Anyone have any advice on buying one of these? I am looking for one that has a solid state drive, backlist keyboard, and preferably over 5 hours batter life, and no bigger than 13 inches. The "instant on" feature is one I am not sure if I am over-valuing so much. I am also wondering if I need to be going the ultrabook route and there may be a laptop with the features I need. I thought this would be a lot easier. I like a lot of asus's stuff, but they seem to be missing some features here.
Look at Toshiba's ultrabook. Toshiba and Asus are highly rated among consumers. I'm using Toshiba's light Portege line (13.3" screen, 3.2 lb weight) and I love it. It's slightly thicker than their new ultrabook and not as shiny, but it's a great notebook that I was more than impressed with when I got it.
Anyone know when they'll start shipping models that supports more than 4GB ram? That stopped me from spending ~1 grand on one.
Totally agree on the Portege; it's an amazing machine that's half the price of a Macbook Air at virtually the same weight, and 7 hours of battery life. It's not going to win any beauty contests, but heck, buy one and buy an iPad on top of it if necessary; or add a high quality SSD and still come out under a grand. If you really want an ultrabook though, I really recommend you wait. Seems like CES has been absolutely flooded with some gorgeous designs at both 13" and 14", and the IvyBridge processor should really amp up the graphics capabilities; if 2011 was a tablet year, 2012 will def be an ultrabook year.
Wait until Windows 8 dude. Night and day difference in the UI - it uses tiles and it's optimized for touch.
I got my fiancee an ASUS Zenbook U31X. It's quite nice. Same specs (13.3", i5 1.7 GHz, 256GB SSD, 4GB RAM) and profile as a MacBook Air, but $250 cheaper.
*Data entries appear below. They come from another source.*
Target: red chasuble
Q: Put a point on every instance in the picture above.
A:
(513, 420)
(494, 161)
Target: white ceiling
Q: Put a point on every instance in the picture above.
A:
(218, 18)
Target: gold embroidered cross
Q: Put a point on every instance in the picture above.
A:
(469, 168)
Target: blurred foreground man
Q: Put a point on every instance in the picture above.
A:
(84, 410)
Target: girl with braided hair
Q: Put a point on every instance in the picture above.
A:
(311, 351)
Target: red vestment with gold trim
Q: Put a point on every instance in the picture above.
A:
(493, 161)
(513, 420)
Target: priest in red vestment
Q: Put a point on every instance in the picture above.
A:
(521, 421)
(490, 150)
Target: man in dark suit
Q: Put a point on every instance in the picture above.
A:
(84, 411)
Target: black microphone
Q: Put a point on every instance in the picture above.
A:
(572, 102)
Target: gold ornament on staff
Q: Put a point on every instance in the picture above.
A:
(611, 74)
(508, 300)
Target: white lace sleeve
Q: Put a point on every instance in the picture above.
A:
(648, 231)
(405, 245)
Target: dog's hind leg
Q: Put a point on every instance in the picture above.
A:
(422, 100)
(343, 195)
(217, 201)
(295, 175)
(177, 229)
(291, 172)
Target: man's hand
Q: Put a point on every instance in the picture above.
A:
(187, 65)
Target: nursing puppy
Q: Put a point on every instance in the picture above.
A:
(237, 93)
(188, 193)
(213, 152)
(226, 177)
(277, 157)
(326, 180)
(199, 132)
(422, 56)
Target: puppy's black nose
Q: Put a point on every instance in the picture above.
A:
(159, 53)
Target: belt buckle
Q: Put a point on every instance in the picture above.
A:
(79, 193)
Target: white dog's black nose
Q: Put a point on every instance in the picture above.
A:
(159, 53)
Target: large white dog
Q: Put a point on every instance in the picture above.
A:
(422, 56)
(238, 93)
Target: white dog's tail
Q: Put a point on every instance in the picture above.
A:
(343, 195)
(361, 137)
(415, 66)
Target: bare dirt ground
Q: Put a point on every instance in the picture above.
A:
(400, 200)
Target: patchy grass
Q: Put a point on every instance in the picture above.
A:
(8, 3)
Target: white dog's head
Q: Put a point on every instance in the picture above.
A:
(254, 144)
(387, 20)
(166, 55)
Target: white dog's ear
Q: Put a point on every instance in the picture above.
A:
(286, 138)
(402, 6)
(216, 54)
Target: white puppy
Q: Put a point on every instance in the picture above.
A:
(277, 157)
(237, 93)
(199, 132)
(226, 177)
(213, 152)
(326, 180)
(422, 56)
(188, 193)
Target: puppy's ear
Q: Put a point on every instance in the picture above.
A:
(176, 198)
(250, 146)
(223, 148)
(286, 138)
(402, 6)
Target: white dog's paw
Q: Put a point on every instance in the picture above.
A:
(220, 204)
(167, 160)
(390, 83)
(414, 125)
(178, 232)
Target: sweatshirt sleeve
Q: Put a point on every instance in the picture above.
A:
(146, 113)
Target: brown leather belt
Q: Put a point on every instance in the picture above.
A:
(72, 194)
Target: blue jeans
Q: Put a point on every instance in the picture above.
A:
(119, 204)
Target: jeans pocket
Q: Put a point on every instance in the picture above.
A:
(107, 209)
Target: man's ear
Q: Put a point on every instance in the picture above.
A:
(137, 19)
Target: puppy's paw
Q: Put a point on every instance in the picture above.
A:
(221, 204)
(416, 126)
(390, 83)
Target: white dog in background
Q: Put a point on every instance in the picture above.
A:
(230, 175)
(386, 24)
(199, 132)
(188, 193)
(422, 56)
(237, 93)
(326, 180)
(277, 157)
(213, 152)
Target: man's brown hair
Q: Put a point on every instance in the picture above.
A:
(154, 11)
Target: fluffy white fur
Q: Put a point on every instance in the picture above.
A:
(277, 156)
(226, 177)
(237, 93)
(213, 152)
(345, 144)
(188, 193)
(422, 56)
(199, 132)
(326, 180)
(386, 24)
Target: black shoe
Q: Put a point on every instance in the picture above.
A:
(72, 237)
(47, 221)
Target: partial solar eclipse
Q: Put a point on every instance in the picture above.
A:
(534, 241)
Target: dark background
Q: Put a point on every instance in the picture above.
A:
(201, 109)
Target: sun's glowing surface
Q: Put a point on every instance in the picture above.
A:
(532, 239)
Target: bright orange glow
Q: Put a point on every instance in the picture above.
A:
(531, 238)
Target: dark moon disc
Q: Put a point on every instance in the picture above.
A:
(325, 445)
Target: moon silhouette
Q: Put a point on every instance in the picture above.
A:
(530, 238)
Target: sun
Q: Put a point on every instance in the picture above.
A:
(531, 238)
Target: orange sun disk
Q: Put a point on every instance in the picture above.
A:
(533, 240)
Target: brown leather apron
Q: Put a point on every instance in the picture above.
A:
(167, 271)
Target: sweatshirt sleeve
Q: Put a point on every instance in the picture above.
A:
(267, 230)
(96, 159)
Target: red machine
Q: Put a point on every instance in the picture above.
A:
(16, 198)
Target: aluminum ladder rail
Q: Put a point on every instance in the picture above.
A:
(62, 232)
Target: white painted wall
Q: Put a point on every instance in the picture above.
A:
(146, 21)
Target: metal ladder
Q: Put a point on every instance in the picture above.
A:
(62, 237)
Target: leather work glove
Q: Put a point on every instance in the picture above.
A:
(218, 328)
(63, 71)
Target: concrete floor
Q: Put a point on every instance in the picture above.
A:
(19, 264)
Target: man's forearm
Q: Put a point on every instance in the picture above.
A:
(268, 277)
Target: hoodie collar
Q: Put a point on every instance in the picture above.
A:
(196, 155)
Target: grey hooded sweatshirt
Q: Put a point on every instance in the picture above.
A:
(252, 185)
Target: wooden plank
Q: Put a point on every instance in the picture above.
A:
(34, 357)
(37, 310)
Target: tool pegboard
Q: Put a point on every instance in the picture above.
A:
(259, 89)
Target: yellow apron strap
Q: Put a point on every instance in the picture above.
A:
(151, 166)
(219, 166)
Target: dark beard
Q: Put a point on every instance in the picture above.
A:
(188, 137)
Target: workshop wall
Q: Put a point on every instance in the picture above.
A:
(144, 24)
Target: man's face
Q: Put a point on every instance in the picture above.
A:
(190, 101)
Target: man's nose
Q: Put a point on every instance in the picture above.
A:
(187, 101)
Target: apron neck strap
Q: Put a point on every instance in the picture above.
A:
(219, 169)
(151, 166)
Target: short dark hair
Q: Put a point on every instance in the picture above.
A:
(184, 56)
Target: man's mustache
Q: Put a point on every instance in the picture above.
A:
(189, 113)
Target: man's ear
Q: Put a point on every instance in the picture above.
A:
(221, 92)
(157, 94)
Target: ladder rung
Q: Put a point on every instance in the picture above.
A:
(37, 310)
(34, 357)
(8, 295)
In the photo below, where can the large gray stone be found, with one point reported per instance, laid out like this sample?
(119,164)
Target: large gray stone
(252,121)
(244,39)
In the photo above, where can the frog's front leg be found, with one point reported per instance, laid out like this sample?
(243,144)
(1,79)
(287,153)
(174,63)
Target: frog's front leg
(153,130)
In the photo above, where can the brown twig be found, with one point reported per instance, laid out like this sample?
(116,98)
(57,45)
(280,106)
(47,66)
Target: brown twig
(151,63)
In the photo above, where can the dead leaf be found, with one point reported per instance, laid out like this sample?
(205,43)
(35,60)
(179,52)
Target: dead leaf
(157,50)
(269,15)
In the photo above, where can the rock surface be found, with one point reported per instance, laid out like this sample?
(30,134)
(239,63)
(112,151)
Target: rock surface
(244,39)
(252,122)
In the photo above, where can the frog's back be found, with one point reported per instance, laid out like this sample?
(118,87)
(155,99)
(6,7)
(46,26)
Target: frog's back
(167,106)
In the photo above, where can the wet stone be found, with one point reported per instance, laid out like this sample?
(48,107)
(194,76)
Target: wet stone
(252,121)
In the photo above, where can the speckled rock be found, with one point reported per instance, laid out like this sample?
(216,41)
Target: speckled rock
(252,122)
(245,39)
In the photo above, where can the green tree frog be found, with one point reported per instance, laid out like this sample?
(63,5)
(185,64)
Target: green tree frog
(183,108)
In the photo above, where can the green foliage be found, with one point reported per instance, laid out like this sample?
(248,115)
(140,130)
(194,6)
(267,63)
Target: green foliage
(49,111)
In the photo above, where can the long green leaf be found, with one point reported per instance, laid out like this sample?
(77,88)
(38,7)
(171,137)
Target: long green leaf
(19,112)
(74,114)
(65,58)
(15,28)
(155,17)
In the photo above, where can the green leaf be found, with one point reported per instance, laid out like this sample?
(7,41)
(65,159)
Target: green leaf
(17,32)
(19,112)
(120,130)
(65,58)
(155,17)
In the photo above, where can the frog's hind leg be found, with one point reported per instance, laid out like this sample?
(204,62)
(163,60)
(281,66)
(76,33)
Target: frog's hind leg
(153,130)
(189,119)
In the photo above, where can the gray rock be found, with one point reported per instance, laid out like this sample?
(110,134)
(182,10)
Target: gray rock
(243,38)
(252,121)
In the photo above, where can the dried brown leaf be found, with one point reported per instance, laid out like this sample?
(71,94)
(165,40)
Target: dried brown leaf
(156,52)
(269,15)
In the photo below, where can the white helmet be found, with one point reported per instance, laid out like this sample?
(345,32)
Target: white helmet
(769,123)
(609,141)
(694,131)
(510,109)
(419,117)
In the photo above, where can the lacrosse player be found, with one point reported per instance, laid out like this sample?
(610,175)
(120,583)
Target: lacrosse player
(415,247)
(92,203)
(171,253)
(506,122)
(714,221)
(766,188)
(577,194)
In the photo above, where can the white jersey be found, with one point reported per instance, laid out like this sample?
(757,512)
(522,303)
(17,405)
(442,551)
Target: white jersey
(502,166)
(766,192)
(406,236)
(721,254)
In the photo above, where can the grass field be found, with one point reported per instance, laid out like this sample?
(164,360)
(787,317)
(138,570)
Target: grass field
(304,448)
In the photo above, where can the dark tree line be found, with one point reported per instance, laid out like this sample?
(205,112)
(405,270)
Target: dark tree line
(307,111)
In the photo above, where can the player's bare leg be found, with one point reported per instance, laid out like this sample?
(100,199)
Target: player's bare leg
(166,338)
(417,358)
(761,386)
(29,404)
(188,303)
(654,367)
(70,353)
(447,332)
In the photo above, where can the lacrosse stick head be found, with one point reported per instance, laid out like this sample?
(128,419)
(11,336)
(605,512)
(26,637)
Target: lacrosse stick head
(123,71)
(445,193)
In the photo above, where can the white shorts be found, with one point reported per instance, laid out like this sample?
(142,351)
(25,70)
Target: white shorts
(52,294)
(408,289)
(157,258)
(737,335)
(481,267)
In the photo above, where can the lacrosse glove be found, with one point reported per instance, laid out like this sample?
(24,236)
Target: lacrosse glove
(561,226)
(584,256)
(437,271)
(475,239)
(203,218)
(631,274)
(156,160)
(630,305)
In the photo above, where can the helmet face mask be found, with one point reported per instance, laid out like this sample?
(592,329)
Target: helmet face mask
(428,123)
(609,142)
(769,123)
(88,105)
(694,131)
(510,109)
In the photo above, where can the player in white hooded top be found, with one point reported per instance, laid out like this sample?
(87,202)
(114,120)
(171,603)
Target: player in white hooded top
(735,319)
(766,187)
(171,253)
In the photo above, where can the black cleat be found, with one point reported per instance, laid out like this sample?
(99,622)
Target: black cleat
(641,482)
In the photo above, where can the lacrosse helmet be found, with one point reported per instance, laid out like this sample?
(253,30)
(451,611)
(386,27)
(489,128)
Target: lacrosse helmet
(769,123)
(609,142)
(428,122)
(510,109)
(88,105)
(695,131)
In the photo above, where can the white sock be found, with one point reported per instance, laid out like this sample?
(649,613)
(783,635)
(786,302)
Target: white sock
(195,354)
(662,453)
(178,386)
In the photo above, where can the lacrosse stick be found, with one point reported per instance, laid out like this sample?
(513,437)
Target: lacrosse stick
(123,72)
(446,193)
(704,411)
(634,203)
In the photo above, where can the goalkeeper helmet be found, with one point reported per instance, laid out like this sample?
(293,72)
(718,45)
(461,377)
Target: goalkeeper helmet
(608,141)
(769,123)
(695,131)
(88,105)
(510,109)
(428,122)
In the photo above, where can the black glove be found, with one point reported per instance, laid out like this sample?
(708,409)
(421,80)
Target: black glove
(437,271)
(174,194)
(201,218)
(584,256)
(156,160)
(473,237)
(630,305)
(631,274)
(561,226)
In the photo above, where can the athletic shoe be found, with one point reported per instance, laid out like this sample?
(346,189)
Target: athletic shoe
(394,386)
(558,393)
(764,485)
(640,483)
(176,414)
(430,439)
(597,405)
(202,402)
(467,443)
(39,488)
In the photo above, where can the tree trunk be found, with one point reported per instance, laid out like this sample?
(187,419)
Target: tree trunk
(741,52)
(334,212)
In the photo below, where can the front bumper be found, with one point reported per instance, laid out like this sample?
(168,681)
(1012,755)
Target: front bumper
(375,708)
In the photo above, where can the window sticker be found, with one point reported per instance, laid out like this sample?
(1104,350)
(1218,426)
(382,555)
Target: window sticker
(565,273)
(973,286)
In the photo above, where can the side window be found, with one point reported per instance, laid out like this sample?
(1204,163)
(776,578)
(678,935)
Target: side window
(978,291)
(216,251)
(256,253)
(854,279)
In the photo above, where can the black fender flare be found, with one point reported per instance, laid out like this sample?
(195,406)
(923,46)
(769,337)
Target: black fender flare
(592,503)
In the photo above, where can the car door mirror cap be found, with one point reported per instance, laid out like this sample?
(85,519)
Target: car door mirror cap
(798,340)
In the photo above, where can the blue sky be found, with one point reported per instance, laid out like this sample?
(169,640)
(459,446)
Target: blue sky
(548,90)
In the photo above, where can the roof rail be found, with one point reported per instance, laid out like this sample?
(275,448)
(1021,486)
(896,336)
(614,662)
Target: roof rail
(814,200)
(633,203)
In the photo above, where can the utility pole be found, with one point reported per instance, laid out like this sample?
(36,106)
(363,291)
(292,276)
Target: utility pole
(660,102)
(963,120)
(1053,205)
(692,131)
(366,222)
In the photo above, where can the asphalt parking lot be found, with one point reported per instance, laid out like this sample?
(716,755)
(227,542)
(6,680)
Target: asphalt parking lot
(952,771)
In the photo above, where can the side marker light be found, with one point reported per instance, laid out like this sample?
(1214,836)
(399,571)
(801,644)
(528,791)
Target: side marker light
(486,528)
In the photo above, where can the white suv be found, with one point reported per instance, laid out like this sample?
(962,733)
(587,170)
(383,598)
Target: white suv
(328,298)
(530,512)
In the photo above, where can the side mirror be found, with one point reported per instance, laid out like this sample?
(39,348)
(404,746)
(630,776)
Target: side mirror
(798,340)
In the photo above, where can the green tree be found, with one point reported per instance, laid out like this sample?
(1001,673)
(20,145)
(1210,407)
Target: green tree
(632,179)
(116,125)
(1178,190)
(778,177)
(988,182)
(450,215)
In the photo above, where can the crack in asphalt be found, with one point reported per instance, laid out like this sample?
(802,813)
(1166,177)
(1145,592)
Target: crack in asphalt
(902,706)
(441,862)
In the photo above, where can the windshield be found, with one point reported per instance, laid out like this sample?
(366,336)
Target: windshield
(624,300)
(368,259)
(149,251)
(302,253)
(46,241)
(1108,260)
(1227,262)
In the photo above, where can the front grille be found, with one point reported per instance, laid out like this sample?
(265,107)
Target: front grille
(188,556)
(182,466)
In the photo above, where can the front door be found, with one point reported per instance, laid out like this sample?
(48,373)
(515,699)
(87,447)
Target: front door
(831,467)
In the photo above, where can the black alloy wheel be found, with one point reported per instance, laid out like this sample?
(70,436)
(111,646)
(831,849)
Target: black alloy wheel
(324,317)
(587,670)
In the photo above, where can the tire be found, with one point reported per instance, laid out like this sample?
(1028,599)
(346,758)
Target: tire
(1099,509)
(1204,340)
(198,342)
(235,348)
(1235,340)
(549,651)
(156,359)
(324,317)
The U21X is 11.1" if you want to go even smaller, but the clock speed is slightly lower and the SSD is half the size. Only thing is: keyboard isn't backlit.
right, makes sense. Thanks everyone for the replies. Now that I think about it, not being able to upgrade the ram over 4gb on the current line of ultrabooks is a pretty valid concern. Lets see what they announce.
I wish Lenovo would release a new X301 with a Ivy Bridge cpu. I have an X301 from 2009 and it is awesome but could be thinner, faster and have longer battery life. Such a nice product but it is starting to show its age even with an SSD.
I might take a look at the Vizio machines when they come out: http://www.engadget.com/2012/01/09/vizio-officially-introduces-pc-line/ Sounds like they're going to be great -- no bloatware, and a nice-looking design. Hopefully they can deliver with great keyboards, trackpads, etc. FWIW I bought a Macbook Air when they refreshed it this past summer and I like it pretty well. I've always been a Thinkpad guy, and if there had been a comparable Thinkpad (the X1 didn't set my world on fire), I might have gotten that instead. The "instant on" thing is a bit oversold in my opinion -- it comes out of sleep faster than many other laptops I've used, but it's not a night and day kind of thing. Booting is a lot faster, but it's rare that I power-off the computer (instead of just putting it to sleep), so I don't think it's quite all that significant. Other file i/o operations are faster though, so you'll definitely notice a difference in use, I just don't think sleep/wake is substantially faster than other laptops.